I live in what’s called, by real estate agents, an aspiring neighborhood. It’s a racially, linguistically, economically mixed neighborhood. In the Guatemalan or Salvadorian or Peruvian bakeries, restaurants, and stores on my neighborhood’s main street, most folks smile indulgently when I sputter out the few words of Spanish I know to try to convey that as a white woman I recognize I am the interloper here. I like it when they laugh in my face at my efforts. Usually it’s good-natured, but even if it isn’t, theirs is exactly the right attitude. I hope they’re thinking, and saying among themselves, “Learn the damn language if you’re going to live here.”
I drove down my main drag recently, which is less than a mile from the public college where I teach, and the college itself is now a covid testing site. Every person, big and small, tiny and tall, every person, to a person, was wearing a face mask. Of course, over 40% of the covid positive tests in RI are from the Latinx community. Another significant percentage is from the African-American community.

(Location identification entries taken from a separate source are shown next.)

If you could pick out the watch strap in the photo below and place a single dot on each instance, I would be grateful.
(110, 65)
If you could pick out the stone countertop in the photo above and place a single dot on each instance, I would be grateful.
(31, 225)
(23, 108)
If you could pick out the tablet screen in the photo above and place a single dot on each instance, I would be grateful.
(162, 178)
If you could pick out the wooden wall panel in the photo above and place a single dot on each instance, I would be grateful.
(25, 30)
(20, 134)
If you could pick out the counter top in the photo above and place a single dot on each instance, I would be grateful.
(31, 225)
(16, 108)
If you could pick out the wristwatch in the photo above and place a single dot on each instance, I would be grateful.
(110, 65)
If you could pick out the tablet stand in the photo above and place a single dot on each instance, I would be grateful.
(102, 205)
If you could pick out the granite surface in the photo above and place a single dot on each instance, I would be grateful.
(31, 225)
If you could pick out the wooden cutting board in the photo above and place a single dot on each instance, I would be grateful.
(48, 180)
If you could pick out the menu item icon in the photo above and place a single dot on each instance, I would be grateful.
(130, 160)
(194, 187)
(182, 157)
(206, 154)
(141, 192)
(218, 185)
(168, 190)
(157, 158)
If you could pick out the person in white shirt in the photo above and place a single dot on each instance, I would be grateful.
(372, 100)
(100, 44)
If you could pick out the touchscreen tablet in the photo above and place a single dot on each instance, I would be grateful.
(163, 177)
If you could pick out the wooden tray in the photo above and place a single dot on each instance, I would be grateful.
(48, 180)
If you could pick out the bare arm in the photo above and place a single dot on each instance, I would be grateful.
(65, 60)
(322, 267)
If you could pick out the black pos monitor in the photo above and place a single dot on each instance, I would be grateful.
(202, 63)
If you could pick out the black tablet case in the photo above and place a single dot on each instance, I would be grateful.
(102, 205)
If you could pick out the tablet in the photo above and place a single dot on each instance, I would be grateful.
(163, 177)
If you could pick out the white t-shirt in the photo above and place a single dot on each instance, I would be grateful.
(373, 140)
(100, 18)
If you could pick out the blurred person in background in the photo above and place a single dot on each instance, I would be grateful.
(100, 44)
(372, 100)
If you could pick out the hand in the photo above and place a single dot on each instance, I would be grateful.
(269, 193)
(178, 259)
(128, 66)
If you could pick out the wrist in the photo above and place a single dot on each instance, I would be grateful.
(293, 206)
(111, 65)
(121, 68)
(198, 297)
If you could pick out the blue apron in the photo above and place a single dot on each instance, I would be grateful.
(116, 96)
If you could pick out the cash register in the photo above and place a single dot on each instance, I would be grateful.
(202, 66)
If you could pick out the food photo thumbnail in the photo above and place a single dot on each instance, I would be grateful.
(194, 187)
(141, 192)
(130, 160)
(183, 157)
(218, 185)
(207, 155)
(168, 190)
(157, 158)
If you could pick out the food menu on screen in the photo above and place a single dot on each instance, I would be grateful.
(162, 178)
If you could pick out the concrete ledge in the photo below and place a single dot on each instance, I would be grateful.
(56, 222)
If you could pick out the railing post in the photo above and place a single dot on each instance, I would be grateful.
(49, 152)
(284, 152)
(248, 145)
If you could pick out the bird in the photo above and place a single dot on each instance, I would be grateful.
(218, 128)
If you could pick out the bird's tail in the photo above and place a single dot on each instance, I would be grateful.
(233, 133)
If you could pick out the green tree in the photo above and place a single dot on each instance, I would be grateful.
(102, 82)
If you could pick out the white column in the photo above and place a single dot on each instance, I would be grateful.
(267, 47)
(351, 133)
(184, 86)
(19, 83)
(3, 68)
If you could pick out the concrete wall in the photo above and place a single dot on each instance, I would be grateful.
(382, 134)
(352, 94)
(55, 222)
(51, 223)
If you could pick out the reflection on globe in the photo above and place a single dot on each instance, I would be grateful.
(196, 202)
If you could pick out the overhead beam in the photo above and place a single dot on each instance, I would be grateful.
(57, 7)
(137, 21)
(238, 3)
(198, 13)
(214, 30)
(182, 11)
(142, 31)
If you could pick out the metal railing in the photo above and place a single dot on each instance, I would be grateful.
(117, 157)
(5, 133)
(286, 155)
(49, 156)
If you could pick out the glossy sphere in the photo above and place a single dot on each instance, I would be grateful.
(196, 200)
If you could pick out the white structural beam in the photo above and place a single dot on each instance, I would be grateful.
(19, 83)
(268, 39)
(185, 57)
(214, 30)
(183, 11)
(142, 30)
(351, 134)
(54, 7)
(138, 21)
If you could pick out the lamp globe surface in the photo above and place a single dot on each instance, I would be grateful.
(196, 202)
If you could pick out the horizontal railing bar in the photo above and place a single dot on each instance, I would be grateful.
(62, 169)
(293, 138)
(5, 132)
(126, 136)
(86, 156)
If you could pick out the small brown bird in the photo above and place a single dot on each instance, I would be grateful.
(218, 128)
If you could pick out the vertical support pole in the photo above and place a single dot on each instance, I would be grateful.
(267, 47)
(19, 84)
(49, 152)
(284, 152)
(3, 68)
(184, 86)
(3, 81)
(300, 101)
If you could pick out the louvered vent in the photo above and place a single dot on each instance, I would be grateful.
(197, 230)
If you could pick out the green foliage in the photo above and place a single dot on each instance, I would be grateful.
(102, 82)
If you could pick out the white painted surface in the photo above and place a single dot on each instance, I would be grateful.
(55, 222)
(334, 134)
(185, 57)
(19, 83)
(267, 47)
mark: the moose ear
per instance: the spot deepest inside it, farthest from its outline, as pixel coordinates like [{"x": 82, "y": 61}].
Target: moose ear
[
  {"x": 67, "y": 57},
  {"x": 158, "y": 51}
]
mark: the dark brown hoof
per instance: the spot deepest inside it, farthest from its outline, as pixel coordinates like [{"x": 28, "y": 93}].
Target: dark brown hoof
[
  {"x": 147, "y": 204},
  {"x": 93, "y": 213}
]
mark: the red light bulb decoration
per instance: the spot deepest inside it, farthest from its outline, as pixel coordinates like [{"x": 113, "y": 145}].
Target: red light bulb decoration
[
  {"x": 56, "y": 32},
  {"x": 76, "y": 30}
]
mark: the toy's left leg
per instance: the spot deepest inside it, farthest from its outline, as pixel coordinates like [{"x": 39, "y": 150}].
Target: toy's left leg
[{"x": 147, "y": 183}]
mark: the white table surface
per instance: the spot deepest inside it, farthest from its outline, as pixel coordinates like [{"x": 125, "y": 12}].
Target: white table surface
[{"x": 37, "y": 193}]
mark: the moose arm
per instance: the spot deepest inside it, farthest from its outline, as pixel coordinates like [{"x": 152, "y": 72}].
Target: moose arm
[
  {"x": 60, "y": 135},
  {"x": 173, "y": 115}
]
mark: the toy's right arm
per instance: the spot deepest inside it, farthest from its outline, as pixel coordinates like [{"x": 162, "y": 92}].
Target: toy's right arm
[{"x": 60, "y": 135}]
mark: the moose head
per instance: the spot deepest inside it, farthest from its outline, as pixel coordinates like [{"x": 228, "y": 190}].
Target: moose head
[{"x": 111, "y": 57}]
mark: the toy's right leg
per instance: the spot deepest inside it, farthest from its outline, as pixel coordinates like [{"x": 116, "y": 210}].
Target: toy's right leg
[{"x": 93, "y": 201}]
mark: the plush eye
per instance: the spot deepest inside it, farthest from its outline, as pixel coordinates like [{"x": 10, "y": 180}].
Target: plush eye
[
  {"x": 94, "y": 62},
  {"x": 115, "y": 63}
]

I had to be on the upper-crust East side this week too, around Brown University and Rhode Island School of Design, where stately homes, fashionable restaurants, and the beautiful “Boulevard” reside for the joy of predominantly white folks. I found myself raging that, to my eye, 95% of people on the very-peopled East-side streets couldn’t be bothered to wear face masks.
“What, do they think, their spit don’t stink?” I raged. “What, are these too-cool-for-public-school richie-riches waiting for their goddamned, diamond-studded masks to be delivered to their doors by one of the front-liners working for Prime?”
“Put on an effing face mask!!” I shouted through my car window.
Neighborhoods matter. Neighbors matter.